Sample size calculation and statistical analyses
The results were presented as mean (± standard deviation) values within groups. Variables with P-values < 0.05 were considered statistically significant. The minimum sample size was calculated to ensure sufficient power to analyze the primary outcome variable (RC tear). The parameters included in the sample size estimate were: two-sided t-test, alpha = 0.05, power = 0.80, assumed difference in Vit B12 levels of 21.2% between non-RC tear (744 ± 239 pg/ml) and RC tear (587 ± 215 pg/ml) groups. The values used were based on results of preliminary studies. The calculated minimum sample size was 34 for each group.
To identify correlations between nominal variables and RC tear, Chi-square tests were performed between the RC tear group and non-RC tear group for diabetes mellitus, hypertension, and stroke history. Independent sample t-tests were performed for continuous variables. Continuous variables included glucose, Mg, Ca, P, Zn, Vit D, Vit B12, folate, HCY and BMD.

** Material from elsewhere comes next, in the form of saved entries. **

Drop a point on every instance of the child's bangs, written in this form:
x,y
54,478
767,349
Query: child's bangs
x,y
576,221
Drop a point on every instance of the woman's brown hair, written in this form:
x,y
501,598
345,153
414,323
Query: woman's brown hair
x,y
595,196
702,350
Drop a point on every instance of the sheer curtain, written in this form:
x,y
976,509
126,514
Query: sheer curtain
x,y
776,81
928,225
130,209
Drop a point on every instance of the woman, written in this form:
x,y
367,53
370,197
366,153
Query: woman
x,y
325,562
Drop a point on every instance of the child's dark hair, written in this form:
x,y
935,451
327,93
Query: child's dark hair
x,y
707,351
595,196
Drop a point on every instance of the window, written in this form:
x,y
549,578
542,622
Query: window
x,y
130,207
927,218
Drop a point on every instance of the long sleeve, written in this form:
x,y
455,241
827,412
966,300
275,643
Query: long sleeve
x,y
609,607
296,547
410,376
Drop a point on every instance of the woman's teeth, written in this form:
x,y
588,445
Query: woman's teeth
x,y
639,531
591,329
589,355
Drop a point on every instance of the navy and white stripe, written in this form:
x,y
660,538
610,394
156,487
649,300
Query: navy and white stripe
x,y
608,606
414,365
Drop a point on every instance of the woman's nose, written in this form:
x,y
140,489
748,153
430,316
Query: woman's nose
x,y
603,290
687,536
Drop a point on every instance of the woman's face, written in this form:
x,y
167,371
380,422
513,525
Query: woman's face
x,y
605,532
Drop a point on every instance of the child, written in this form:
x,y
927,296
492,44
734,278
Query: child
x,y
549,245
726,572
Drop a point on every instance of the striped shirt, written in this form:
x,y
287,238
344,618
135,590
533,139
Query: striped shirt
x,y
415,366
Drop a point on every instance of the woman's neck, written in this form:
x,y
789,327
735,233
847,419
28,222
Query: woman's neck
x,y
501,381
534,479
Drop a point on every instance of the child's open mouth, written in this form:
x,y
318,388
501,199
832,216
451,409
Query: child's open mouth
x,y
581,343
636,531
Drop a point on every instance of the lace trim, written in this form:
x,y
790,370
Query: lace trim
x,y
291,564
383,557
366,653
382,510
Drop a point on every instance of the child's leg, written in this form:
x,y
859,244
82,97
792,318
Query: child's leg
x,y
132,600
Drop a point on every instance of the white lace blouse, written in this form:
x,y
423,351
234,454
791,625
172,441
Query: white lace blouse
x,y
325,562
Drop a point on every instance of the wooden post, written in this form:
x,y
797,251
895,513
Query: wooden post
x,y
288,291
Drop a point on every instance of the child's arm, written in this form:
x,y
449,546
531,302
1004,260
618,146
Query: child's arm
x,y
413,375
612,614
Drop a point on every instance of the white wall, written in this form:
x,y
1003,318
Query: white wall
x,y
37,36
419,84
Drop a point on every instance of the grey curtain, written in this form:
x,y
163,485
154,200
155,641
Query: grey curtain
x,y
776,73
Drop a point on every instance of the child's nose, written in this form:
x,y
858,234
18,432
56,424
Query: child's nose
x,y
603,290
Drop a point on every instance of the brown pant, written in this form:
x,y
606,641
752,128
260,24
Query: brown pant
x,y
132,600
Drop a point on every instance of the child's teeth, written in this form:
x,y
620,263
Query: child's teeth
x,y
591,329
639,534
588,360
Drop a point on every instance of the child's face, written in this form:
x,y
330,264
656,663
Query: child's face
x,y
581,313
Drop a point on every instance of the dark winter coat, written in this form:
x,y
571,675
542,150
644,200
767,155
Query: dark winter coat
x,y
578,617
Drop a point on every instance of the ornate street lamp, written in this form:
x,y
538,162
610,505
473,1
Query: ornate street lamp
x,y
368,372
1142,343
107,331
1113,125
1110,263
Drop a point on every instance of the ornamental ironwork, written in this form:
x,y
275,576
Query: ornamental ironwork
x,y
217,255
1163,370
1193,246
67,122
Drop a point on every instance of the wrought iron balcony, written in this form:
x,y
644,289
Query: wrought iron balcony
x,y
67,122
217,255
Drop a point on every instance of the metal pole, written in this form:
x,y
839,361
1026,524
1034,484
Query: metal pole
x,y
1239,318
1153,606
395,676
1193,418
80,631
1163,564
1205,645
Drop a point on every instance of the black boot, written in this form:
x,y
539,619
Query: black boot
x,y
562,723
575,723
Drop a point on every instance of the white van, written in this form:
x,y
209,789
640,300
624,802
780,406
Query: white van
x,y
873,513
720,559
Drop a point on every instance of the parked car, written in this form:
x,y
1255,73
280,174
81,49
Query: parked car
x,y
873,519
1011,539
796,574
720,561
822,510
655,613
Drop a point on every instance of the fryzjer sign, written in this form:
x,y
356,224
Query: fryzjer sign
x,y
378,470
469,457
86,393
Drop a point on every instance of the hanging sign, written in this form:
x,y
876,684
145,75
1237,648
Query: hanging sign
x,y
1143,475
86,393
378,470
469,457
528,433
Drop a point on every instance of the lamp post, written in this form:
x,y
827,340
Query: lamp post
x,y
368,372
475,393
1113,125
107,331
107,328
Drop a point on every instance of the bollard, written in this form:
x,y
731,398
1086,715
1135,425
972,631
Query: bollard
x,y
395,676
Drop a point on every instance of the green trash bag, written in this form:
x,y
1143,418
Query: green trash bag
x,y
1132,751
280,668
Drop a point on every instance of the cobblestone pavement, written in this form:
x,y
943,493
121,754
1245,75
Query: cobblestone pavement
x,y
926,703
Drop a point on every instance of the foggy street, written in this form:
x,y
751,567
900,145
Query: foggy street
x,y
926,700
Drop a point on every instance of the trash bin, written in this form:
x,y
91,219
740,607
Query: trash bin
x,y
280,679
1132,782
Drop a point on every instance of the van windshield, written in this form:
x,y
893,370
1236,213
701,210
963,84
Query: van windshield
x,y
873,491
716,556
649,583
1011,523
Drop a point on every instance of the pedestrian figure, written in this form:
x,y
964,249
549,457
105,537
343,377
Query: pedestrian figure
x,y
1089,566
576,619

Logistic regression analysis (backward elimination) was performed to identify independent predictors of RC tear while adjusting for demographic and clinical variables. The variables were retained or deleted based on their statistical contribution. After this process, we were able to find out following 8 variables: Sex, Age, DM, Glucose, P, Vit D, Vit B12, and BMD.
A bivariate analysis was done to compare Vit B12 by RC tear using log-binomial regression to calculate relative risk. We split the Vit B12 according to the quartiles into 4 groups: samples divided by the cut-off point 25th (460.1 pg/mL), 50th (559.0 pg/mL), and 75th (695.5 pg/mL) percentile. Unadjusted and adjusted relative risks and 95% confidence intervals were reported. Adjusted analyses were controlled for eight variables selected by backward elimination regression previously.
Analysis of variance (ANOVA) was used for the analysis of differences in Vit B12 concentrations according to the ranges of retraction (length) and anteroposterior extension (width). These statistical analyses were performed using G*Power software and R version 3.5.2 for Windows.